Dendritic cells may hold key to elite controllers' immune response
Click Here to Manage Email Alerts
Dendritic cells, part of the innate human immune system, are better able to recognize HIV-1 infection in elite controllers, which may help this special patient population to control the virus without drug treatment, according to recent findings published in PLoS Pathogens.
“It’s been recognized for a while that these individuals have stronger T-cell immune responses against HIV than other patients,” study researcher Xu G. Yu, MD, investigator at the Ragon Institute of Massachusetts General Hospital, MIT and Harvard University, said in a press release. “We have shown that dendritic cells, which play a critical role in generating virus-specific T cells, have an improved ability to recognize HIV and build effective immune responses in elite controllers.”
Until recently, the mechanisms supporting enhanced HIV-1–specific T-cell responses in so few patients have been illusive. Dendritic cells, according to Yu and colleagues, “represent the most effective naturally occurring antigen-presenting cells,” capable of inducing human type I interferons (IFN-I) to mount an effective immune response against the virus. In the majority of patients, however, the virus can avoid detection by dendritic cells.

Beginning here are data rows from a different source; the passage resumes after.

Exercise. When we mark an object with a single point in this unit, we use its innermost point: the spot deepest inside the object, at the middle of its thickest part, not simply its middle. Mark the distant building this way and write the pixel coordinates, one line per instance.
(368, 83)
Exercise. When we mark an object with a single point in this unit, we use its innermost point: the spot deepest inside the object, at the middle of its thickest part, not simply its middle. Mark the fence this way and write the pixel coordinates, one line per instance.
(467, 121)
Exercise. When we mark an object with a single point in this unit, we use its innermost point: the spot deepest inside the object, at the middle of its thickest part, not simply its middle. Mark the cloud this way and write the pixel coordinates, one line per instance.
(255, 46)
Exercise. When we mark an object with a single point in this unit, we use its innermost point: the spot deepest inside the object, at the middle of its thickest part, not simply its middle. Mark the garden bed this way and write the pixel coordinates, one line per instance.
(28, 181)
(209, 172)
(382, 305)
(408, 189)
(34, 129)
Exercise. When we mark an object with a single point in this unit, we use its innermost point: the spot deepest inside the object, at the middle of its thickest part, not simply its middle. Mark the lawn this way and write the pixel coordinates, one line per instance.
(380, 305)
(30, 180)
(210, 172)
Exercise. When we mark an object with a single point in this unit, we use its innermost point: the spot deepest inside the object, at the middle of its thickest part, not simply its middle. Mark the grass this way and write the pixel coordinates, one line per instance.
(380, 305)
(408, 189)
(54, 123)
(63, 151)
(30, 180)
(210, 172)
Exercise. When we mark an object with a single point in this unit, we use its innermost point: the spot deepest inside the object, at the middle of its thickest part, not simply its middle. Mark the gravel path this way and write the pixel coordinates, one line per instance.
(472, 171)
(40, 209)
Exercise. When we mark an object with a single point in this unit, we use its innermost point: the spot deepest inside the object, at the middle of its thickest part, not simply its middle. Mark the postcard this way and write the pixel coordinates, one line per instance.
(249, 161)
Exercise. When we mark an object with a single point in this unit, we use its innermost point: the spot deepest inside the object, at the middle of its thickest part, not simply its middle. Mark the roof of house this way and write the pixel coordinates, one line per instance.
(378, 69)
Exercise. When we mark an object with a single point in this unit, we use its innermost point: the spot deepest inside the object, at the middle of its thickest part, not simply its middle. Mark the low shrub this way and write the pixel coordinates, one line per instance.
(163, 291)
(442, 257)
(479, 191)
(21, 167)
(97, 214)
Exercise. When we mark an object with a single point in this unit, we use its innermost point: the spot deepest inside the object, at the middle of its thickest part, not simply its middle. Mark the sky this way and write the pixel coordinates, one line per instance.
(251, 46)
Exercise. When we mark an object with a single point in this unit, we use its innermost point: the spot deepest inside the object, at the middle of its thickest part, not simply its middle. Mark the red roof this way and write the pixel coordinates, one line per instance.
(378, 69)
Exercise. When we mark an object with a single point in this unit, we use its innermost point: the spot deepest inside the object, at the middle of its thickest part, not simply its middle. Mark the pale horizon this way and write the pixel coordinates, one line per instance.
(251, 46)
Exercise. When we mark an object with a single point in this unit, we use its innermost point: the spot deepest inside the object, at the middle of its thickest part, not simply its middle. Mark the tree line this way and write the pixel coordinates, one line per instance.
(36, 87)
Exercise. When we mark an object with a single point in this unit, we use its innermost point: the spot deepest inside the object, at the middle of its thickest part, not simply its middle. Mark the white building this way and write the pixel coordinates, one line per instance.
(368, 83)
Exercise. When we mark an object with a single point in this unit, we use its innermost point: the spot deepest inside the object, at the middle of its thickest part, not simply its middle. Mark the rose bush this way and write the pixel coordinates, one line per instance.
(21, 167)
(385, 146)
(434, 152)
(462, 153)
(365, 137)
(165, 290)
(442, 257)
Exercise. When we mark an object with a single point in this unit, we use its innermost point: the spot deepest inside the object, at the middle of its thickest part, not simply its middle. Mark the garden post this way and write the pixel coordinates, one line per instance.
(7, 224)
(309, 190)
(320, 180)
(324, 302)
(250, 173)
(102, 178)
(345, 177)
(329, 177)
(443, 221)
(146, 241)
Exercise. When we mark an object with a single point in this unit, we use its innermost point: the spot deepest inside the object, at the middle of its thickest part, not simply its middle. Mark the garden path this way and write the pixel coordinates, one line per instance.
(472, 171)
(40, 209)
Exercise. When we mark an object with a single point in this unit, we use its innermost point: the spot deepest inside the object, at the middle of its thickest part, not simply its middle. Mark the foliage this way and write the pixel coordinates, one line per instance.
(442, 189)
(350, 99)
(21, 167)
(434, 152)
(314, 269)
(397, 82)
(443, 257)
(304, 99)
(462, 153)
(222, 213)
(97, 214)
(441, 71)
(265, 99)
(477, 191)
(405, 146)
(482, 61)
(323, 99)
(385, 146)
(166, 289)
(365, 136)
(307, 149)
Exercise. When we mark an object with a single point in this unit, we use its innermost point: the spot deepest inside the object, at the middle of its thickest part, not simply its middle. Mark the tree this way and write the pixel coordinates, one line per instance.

In a series of ex vivo experiments, the researchers found that HIV-1 reverse transcription in dendritic cells of chronic progressors appeared to be blocked at an early stage through the expression of the host protein SAMHD1. This benefited the virus rather than hurt it, they said, because the restriction of HIV-1 replication by SAMHD1 allowed the virus to go undetected. Conversely, the susceptibility of dendritic cells to HIV-1 in elite controllers is what allowed these patients to stage an effective antiviral immune response.
In addition, the exposure of dendritic cells to the virus in elite controllers prompted the upregulation a number of IFN-1–producing genes, including the viral DNA-sensing protein cGAS, which induced HIV-1–specific CD8 T cells to fight infection.
Source: Ragon Institute
The researchers are hopeful that a more complete picture of the mechanisms supporting elite controllers’ ability to fend off the virus in the absence of treatment can serve as a model for developing a functional cure for HIV-1 infection in the general population.
“This study suggests that there is a complex interplay between innate immune recognition and adaptive T cell immune defense that leads to spontaneous HIV immune control,” Yu told Infectious Disease News. – by John Schoen
Disclosure: The researchers report no relevant financial disclosures.